La tyrannie des branches, par SagnardLa tyrannie des branchés. Le mot est un peu fort. La tyrannie, c’est la prise du pouvoir, l’accès au fauteuil -club- par la force et la résignation des masses. Premier contre-sens donc, car à en croire Sagnard, l’époque des hipsters est révolue, finie, foutue. Qu’on les pende, qu’on dénonce le système des compromissions, le jeu des courbettes et les accès privés uniquement accessibles sur texto.

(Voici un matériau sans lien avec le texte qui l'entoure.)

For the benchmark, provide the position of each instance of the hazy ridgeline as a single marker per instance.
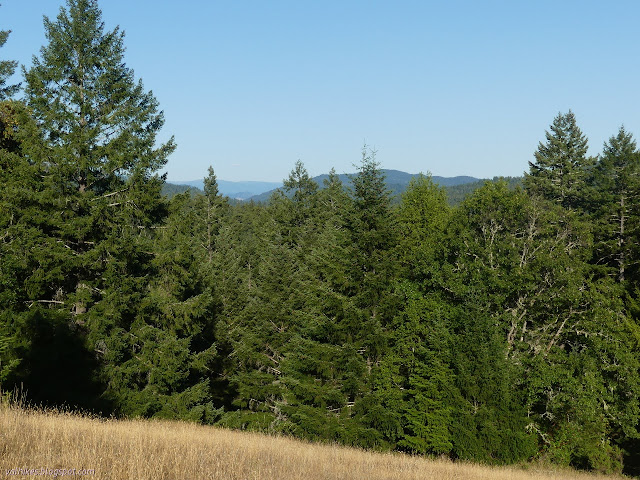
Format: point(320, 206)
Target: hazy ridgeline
point(502, 330)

Pourtant, pardon, depuis l’accès au “pouvoir” des Massimo Gargia, des films (navets, pardon encore) type JetSet, l’idée même d’être capable de faire parti de la hype a fait son chemin dans toutes les têtes, jusqu’à éclore dans celles des moins doués, ceux dont il aurait fallu tuer les parents pour éviter que le mot hype devienne aussi pauvre de sens. Qu’on puisse tirer un trait au marqueur sur BeHype.com, Teki Latex, The Shoppings et les Teenagers. En y repensant je me souviens de Sagnard, chez Taddei (Ce soir ou jamais, FR3), défendant ses thèses devant un parterre d’ennemis plus radicaux les uns que les autres, dédaigneux devant un journaliste qu’ils estimaient incapable de pouvoir pousser les portes de leur propre monde.
La tyrannie des branchés -comme la production secrète des nuggets chez MacDo ou le tour de poitrine d’Angelina- fascine.
Comme toujours chez les branchés, on s’ennuie. Donc on exagère, on règle ses comptes . On superlativise en créant de nouveaux mots, on engendre de nouvelles modes, on écrit un livre pour dénoncer héroïquement le système qui nous a nourri pendant des années, puisque la finalité reste somme toute de s’adjoindre toute la frange rebelle du milieu, celle qui n’en peux plus de voir Ullman écorcher le nom de ses invités, celle qui tombe toujours sur le répondeur lorsqu’elle réclame son chèque à la compta’ de Technikart et fonce sur l’index de fin de Vous êtes sur la liste pour vérifier si son nom apparaît bien dedans en police Times taille 13.
Chauds les barons chauds...J’avoue que j’ai fait comme tout le monde, j’ai commencé par la fin, j’ai vérifié si mon nom y était, sur cette putain de liste. J’y ai reconnu des dizaines de connaissances, à la lettre L je n’ai pas vu Langs mais me suis, comme tout le monde, rassuré d’avoir les mails directs de plusieurs de ces branchés, dont le fournisseur d’accès se finit souvent par un wanadoo, club-internet ou noos.fr. Comme quoi, face au réseau, nous sommes tous égaux. Mais chaque branché, face à Sagnard, devra choisir son camp: pour ou contre. Accepter l’idée de se froisser avec untel ou l’autre, couper les ponts avec telle rédaction, ou fermer sa gueule en dénoncant à mots couverts les super-chewries du journaliste à lunettes.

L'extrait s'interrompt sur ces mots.